2014, sera l’année du cinquantenaire de l’accord conclu le 17 février 1964 entre le Maroc et la Belgique pour le recrutement de main d’œuvre, l’objectif de cette incontournable commémoration sera-t-il le même qu’en 2004, année des quarante ans de cet accord qui avait pour objectif essentiel d’amener les nouvelles générations à revisiter l’histoire de l’immigration marocaine en Belgique qui s’étalait alors sur quatre générations ?
En 2014, la cinquième génération sera là que va-t-on lui donner à savoir sur cette histoire de l’immigration ? Que va-t-on lui apprendre en terme d’intégration ? Comment va-t-on lui faire injonction de s’intégrer elle aussi, cinquième génération pourtant ! Lui fera-t-on le même coup qu’aux précédentes avec ce mot qui était déjà devenu insultant au bout de la deuxième et de la troisième générations ? Ce mot plein de promesses, mais terriblement menteur qui a permis de maintenir en en seconde zone des citoyens et citoyennes Belges d’origines marocaines depuis des décennies maintenant ? Lui fera-t-on encore croire à cette cinquième génération qu’elle est seule responsable de sa «non-intégrabilité, lui fera-t-on digérer que ce mot intégration tient de sa seule volonté, de son choix de faire partie ou non du corps social belge ? Dans l’injonction honteuse contenue dans ce mot intégration, au bout de tout ce temps et de tous les efforts faits par les générations précédentes, la cinquième saura dans cette qualification même de cinquième génération, qu’elle ne sera pas plus intégrée et intégrable que les précédentes, elle apprendra parce qu’injonction lui sera faite à elle aussi, que les efforts et les désirs des précédentes auront été vains, elle tournera dans ce mot comme un prisonnier dans sa cellule pour essayer de comprendre ce qu’elle fait de mal, où elle a foiré, mais cognera chaque instant sur l’immense mur -entre elle et la société qui est pourtant la sienne- qu’est ce mot « intégration »… Un mot qui pourtant porte en lui deux parties ; celle qui s’intègre et celle qui intègre.
Oui cette génération aussi comprendra en 2024, quand les services culturels du royaume organiseront une commémoration thé-à-la-menthe, pour les soixante ans de l’accord Belgo-Marocain, et pour donner à apprendre l’histoire de l’immigration à la sixième génération, que ses efforts d’intégration et ses désirs de faire pleinement partie du corps social belge auront été vains, tout comme doit le comprendre aujourd’hui Ali Aarrass du fond de sa grève de la faim et de la soif dans la prison de Salé au Maroc…
Ali Aarrass est un homme qu’on a accusé de terrorisme, comme beaucoup de Musulmans depuis le 11 septembre.

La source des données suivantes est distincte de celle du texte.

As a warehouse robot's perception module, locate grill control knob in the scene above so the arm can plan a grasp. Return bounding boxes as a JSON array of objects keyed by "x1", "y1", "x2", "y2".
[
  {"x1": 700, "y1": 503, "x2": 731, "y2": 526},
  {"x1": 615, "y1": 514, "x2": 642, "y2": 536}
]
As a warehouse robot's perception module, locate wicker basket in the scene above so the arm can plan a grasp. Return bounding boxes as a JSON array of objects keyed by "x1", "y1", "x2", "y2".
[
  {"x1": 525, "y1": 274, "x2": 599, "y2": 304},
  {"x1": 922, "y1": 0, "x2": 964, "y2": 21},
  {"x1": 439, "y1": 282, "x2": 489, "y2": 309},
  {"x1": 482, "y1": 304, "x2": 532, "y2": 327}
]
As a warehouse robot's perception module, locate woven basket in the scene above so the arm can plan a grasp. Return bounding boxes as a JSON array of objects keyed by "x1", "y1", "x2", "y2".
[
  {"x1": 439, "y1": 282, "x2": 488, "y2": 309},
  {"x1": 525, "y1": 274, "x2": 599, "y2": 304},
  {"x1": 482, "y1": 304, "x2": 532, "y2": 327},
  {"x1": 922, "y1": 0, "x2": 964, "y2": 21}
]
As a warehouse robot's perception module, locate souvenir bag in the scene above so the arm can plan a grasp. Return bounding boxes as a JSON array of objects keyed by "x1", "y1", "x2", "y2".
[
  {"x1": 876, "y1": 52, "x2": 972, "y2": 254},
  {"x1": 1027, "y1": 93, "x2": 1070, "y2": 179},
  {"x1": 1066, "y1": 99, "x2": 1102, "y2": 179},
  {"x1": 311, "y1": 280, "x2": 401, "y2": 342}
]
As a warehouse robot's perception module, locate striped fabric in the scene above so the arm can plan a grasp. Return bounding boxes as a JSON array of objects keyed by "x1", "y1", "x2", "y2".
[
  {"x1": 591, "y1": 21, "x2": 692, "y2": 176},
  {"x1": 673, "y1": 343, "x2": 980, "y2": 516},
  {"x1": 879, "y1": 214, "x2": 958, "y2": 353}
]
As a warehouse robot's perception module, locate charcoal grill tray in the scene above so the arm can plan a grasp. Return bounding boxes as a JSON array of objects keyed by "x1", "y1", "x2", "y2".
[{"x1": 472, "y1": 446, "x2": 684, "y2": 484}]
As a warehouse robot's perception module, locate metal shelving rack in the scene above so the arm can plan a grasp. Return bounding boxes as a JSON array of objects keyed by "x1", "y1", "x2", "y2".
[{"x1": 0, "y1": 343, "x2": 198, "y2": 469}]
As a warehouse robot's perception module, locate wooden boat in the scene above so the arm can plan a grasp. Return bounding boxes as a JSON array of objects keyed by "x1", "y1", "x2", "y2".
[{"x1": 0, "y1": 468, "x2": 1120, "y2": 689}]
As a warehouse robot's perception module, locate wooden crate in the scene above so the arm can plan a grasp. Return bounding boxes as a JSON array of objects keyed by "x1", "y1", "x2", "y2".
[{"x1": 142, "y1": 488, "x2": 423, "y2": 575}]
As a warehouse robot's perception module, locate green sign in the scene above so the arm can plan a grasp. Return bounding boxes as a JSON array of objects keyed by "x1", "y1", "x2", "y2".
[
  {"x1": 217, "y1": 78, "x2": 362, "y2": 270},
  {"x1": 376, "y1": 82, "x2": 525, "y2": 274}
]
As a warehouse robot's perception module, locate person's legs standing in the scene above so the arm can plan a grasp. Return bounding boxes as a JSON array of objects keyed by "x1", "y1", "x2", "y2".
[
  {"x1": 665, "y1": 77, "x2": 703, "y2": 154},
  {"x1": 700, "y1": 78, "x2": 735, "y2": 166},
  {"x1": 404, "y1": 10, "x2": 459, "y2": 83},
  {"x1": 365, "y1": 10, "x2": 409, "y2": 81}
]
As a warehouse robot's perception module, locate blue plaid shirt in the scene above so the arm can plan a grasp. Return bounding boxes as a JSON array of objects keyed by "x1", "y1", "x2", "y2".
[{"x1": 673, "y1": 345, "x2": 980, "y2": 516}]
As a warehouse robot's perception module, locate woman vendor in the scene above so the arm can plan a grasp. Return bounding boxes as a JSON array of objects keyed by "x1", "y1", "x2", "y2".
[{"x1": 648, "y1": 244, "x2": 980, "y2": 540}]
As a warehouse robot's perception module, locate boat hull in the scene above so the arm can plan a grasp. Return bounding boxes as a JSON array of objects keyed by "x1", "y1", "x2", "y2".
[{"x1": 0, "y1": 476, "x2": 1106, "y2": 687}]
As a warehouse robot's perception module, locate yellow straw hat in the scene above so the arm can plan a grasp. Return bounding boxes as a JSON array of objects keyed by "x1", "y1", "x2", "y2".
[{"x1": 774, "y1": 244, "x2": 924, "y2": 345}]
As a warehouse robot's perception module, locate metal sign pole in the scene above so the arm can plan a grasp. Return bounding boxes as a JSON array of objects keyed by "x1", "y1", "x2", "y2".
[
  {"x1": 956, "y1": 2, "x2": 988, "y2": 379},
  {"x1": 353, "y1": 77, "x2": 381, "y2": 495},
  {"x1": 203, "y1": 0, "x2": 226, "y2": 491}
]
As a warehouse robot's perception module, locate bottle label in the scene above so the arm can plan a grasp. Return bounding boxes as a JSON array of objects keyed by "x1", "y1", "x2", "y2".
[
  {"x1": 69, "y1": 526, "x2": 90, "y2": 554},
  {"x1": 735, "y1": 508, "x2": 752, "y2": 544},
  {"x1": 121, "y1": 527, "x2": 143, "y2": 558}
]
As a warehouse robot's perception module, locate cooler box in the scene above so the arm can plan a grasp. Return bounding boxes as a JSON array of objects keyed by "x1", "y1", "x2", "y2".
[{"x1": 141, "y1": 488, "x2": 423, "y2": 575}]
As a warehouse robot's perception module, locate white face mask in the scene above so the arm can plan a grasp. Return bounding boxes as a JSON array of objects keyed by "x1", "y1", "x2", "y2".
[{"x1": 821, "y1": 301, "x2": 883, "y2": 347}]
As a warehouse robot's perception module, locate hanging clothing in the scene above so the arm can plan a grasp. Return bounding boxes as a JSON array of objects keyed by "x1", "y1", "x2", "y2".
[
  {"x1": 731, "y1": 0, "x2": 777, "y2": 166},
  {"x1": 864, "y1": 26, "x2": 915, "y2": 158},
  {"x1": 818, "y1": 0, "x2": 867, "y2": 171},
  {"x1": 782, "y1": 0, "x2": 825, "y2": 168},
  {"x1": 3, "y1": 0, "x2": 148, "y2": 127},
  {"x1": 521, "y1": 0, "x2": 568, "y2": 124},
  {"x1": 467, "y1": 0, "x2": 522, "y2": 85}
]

Qu’on a isolé de tout autre être humain durant près de 3 ans, qu’on a depuis lors innocenté mais qui a, malgré cela, été extradé au Maroc. Ali Aarrass, a une famille formidablement active qui vit en Belgique, qui pour le sauver d’abord des geôles marocaines ponctuellement, et sans relâche, lance des appels pour qu’on ne le laisse pas croupir ni mourir de cette injuste situation …
Cela fait plusieurs mois, que je reçois des informations sur Ali et sur ce que cette famille meurtrie organise pour mobiliser du monde autour de l’injustice qui leur est faite… Emprisonner un homme, c’est toute une famille qui est sous verrous.
J’ai vu des dessins, j’ai reçu des invitations-vidéos à des goûters-gâteaux faits par les tous petits de la cinquième génération, reçu des invitations à écrire, à entendre ce que subit Ali Aarass, je me suis souvent sentie impuissante, en colère contre mon impuissance, mais surtout contre ces pays qui sont les nôtres et qui ne nous acceptent pas, en nous accusant de ne pas vouloir nous intégrer.
Et que l’on ne s’y trompe pas, l’histoire de Ali Aarrass, ce qu’il vit à l’heure actuelle, est la récompense qu’il a eu pour avoir, comme des milliers d’enfants d’immigrés, cru que l’intégration était non seulement possible mais la seule voie ouverte…
Nous sommes lui et moi de la même génération, je suis Française d’origines algériennes, il est Belge d’origines marocaines, longtemps, j’ai cru que le traitement fait à l’immigration algérienne en France, tenait à l’histoire douloureuse entre ces deux pays, je pensais que les Français d’origines marocaines étaient mieux lotis que nous parce qu’ils n’avaient pas la même et tragique histoire coloniale… mais, je viens de vivre deux années en Belgique, durant lesquelles j’ai pu me rendre compte que l’immigration marocaine vivait ce que l’algérienne subissait en France, à travers des propos profondément racistes – entendu entre autres ignominies et de mes propres oreilles : « il n’y a plus d’hommes en Belgique, il n’y a que des Marocains » et dans le traitement de quelques affaires « belgo-marocaines » que ce soit avec ce « Strange fruit » insoumis qu’est Souhail Chichah ( lynché, viré, harcelé pour avoir bruyamment contesté une conférence annoncée comme débat, donc sans contradicteur, de C. Fourest ) dans le deux poids deux mesures de la justice belge (voir la condamnation à 18 mois avec sursis pour le touriste porno-pédophile Belge Servati) etc. etc.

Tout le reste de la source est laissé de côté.